ESTEBAN CISNEROS • “A Midsummer’s Day Dream”, de Mark Eric, es una anomalía.
Nunca es tarde para el amor
1969 fue un año tremendo y sórdido. Ruido, jipis, année erotique gainsbourgiano, Woodstock, rock duro, progs. El hombre en la luna. Lunáticos en la tierra. Skinheads. Políticos desquiciados. Disturbios en las calles. Rock and roll. El declive del imperio.
En el turbulento mundo del pop (ya en ese año estaba más que establecido el orden de todo hombre tras un escritorio, todo millones de billetes de banco en juego, todo engaños, todo traiciones, todo producto) un disco como A Midsummer’s Day Dream, de Mark Eric es una anomalía.
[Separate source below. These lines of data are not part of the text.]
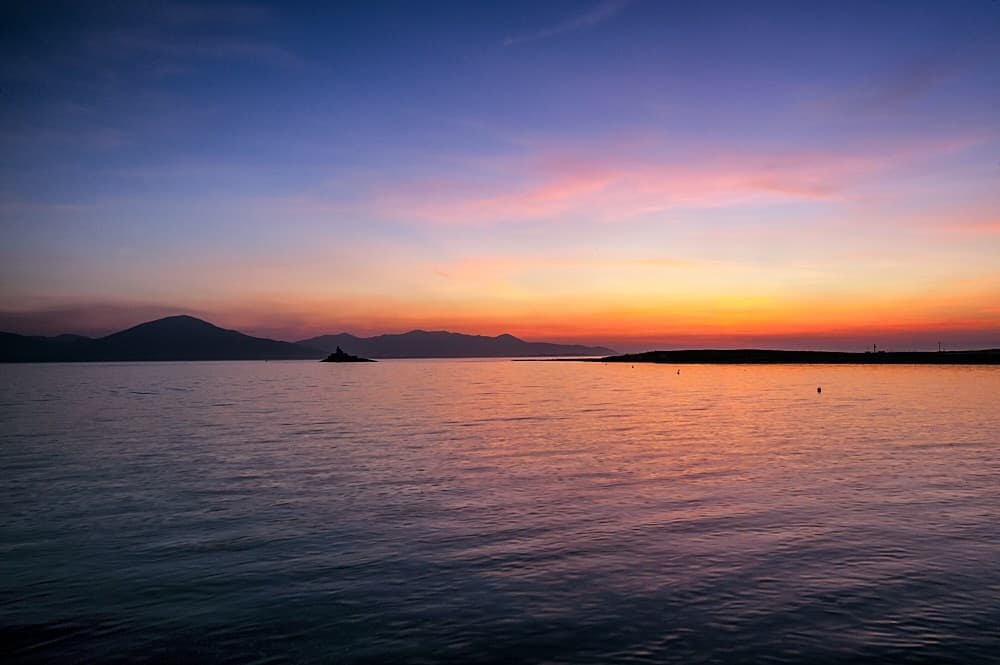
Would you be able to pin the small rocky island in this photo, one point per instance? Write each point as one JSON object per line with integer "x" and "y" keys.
{"x": 339, "y": 356}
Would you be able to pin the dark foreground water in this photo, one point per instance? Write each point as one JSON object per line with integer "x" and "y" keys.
{"x": 499, "y": 512}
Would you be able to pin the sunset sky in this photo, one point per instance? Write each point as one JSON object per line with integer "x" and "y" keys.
{"x": 641, "y": 174}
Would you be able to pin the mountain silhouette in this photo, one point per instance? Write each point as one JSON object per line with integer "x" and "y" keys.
{"x": 442, "y": 344}
{"x": 171, "y": 338}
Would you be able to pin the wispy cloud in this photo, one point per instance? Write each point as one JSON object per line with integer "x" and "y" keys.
{"x": 598, "y": 13}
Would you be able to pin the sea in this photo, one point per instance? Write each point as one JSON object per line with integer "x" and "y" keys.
{"x": 493, "y": 511}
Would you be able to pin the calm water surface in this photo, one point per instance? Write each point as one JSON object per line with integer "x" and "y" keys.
{"x": 499, "y": 512}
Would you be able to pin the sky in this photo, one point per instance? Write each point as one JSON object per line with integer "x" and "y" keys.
{"x": 641, "y": 174}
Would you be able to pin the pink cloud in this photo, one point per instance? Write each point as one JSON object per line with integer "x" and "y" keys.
{"x": 609, "y": 188}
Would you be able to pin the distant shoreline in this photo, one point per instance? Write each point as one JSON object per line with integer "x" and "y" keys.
{"x": 769, "y": 357}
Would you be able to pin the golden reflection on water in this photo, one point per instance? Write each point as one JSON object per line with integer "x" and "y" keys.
{"x": 580, "y": 512}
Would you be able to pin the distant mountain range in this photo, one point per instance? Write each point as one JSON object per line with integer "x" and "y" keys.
{"x": 441, "y": 344}
{"x": 172, "y": 338}
{"x": 189, "y": 338}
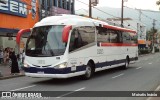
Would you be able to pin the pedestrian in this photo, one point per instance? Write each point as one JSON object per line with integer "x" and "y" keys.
{"x": 6, "y": 56}
{"x": 14, "y": 65}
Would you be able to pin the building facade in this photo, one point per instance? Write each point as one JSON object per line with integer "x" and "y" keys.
{"x": 16, "y": 15}
{"x": 138, "y": 26}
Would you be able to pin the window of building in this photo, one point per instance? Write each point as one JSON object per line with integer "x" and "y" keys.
{"x": 81, "y": 36}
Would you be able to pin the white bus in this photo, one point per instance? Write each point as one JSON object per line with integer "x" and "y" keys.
{"x": 68, "y": 45}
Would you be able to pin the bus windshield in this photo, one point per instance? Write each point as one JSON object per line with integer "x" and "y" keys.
{"x": 46, "y": 41}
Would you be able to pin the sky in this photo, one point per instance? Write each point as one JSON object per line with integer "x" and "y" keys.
{"x": 139, "y": 4}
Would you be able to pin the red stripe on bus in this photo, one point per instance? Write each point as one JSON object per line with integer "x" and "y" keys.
{"x": 118, "y": 28}
{"x": 118, "y": 44}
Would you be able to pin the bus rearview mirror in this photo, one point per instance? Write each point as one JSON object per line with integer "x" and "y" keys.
{"x": 65, "y": 33}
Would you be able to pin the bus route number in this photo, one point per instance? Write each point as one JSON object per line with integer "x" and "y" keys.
{"x": 100, "y": 51}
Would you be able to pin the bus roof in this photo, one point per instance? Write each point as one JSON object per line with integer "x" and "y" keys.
{"x": 75, "y": 20}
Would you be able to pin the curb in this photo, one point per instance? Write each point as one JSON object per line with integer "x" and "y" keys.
{"x": 12, "y": 76}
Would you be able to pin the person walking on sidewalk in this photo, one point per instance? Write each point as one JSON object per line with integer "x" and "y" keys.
{"x": 14, "y": 65}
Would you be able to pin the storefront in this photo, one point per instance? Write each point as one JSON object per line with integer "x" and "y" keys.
{"x": 16, "y": 15}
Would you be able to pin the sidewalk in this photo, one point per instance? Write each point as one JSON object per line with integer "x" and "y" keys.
{"x": 5, "y": 72}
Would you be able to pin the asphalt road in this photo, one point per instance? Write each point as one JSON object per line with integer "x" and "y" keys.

En 1969, un rubio con cara de niña, totalmente desfasado, pinta de cualquier paseante en Frisco, lanzó una colección de canciones cuyo eco no escuchó nadie; hoy vale la pena rescatarlo, porque sigue siendo una rareza, una Gioconda apócrifa, pero con más intriga y color, colgada de la pared de un motel desahuciado. Debería estar en un pedestal. Pero así es la vida.
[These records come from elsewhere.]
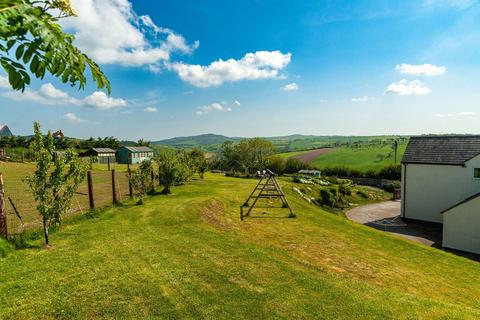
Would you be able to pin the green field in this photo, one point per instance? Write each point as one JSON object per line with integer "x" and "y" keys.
{"x": 188, "y": 256}
{"x": 360, "y": 158}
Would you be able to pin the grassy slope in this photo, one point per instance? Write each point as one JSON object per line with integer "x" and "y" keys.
{"x": 188, "y": 255}
{"x": 362, "y": 158}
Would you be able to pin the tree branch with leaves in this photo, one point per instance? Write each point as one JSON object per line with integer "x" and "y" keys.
{"x": 55, "y": 181}
{"x": 32, "y": 43}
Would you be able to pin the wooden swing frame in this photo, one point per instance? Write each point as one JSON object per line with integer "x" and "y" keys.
{"x": 266, "y": 188}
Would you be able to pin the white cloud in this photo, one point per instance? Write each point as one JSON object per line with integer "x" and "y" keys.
{"x": 112, "y": 33}
{"x": 421, "y": 69}
{"x": 290, "y": 87}
{"x": 455, "y": 115}
{"x": 4, "y": 84}
{"x": 73, "y": 118}
{"x": 212, "y": 107}
{"x": 48, "y": 94}
{"x": 408, "y": 88}
{"x": 459, "y": 4}
{"x": 101, "y": 101}
{"x": 253, "y": 66}
{"x": 360, "y": 99}
{"x": 150, "y": 110}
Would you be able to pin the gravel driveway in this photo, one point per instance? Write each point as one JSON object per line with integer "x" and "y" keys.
{"x": 386, "y": 216}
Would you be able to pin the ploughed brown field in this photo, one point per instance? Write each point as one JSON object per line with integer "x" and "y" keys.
{"x": 309, "y": 156}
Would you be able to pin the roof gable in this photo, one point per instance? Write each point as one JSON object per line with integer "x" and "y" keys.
{"x": 138, "y": 149}
{"x": 446, "y": 150}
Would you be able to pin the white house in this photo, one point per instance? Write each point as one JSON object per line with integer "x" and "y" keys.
{"x": 441, "y": 183}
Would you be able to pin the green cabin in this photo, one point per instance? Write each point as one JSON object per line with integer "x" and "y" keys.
{"x": 104, "y": 155}
{"x": 132, "y": 155}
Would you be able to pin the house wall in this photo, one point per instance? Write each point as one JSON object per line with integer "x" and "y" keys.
{"x": 461, "y": 225}
{"x": 429, "y": 189}
{"x": 122, "y": 155}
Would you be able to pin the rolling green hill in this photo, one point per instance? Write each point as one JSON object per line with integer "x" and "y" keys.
{"x": 296, "y": 142}
{"x": 189, "y": 256}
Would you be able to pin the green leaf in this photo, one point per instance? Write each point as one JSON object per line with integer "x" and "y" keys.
{"x": 19, "y": 51}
Mark Eric, el orate de ascendencia sueca, hizo un disco difícil de explicar. Intentemos. Por un lado es totalmente pop, armónico, suave, lleno de melodías de fácil tarareo –un criterio por el que deberían pasar todos los discos– y muy en la tradición de la Canción Total de Brian Wilson, un paralelo inevitable; por otro, es un disco totalmente subversivo en su forma, totalmente personal, anti-rock, desafiante sin pataleos ni revoluciones gritonas: basta con llevar la contraria.
Mark Eric tomó un sonido que ya no estaba de moda (y que, en realidad, nunca lo estuvo del todo), que parecía ya haber dado de sí con las armonías de Jan & Dean y los Tremeloes, los desplantes barrocos de Michael Brown y The Left Banke, el Odessey and Oracle de The Zombies, los discos más grandilocuentes del Moody Blues y, claro, el ascenso y posterior colapso total de Brian Wilson.
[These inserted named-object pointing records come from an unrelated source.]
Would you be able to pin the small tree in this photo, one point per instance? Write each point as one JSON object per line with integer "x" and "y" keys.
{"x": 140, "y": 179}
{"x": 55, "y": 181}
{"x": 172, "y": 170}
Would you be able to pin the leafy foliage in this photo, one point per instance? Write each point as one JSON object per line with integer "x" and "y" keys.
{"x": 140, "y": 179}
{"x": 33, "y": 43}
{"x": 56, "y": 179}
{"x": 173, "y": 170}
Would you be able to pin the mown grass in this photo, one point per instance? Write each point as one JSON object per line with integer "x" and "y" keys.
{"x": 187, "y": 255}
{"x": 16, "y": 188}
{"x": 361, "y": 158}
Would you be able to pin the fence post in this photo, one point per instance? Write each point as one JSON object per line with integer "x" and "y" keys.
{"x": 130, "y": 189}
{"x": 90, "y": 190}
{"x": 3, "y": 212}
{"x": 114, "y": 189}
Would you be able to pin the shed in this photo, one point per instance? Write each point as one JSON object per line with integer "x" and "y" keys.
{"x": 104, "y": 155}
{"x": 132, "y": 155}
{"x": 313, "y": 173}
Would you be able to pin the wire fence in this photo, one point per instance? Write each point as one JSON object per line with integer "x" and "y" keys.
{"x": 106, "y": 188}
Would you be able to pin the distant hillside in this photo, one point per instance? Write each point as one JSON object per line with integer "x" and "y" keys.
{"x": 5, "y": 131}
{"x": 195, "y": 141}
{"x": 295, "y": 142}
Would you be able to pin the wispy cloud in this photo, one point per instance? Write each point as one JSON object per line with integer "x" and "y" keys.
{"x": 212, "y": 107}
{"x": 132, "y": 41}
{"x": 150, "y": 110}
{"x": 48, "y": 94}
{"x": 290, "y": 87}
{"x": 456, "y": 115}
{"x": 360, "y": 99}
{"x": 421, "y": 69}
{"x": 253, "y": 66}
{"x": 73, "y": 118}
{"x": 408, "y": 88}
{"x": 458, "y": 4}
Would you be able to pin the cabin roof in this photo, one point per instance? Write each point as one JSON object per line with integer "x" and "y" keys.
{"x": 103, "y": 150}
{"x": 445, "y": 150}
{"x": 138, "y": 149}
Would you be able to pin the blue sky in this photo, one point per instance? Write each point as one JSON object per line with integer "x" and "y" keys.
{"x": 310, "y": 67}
Aquí no hay estridencias. Sólo canciones. Pianos, cuerdas, metales, armonías vocales, guitarras. Todo al servicio de las canciones. Y nada más. Y nada menos.
Puro sonido California de mediados de los sesenta, sunshine pop, melodías que giran en círculos concéntricos; que hablan de sol, de niebla, de las chicas del verano que desaparecen con el otoño pero dejan su olor por todos lados, como el humo de un carrujo.
Puro sonido California naïf, con consciencia de serlo y encantado de conocerse. Un sonido que debía prevalecer, que no podía morir entre las llamas de una Fender zurda.
Day Dream es un disco que llegó tarde, que debió ser grande. Como los buenos discos, se convierte en un amigo. Estos discos importan, duran, permanecen. Giocondas perdidas en moteles, en bodegas, en tabernas y figones de tercera, en apartamentos oscuros, que esperan a alguien que les rescate y no para pujar por un lugar en el Louvre. Sólo para ser apreciadas. Amadas. Hoy, una copia original del vinilo de A Midsummer’s Day Dream, de Mark Eric, se cotiza como el oro, por su escasez. Pero la música que contiene no tiene precio.
Así es la música que importa: una obra que obedece más al exorcismo, a la obsesión; un aquelarre en el que, de una vez por todas, saldrá del alma y en forma de canción ese Mefistófeles que quema en lo profundo.
C/S.
* A partir de un texto publicado en El Heraldo de León, el 26 de noviembre de 2010.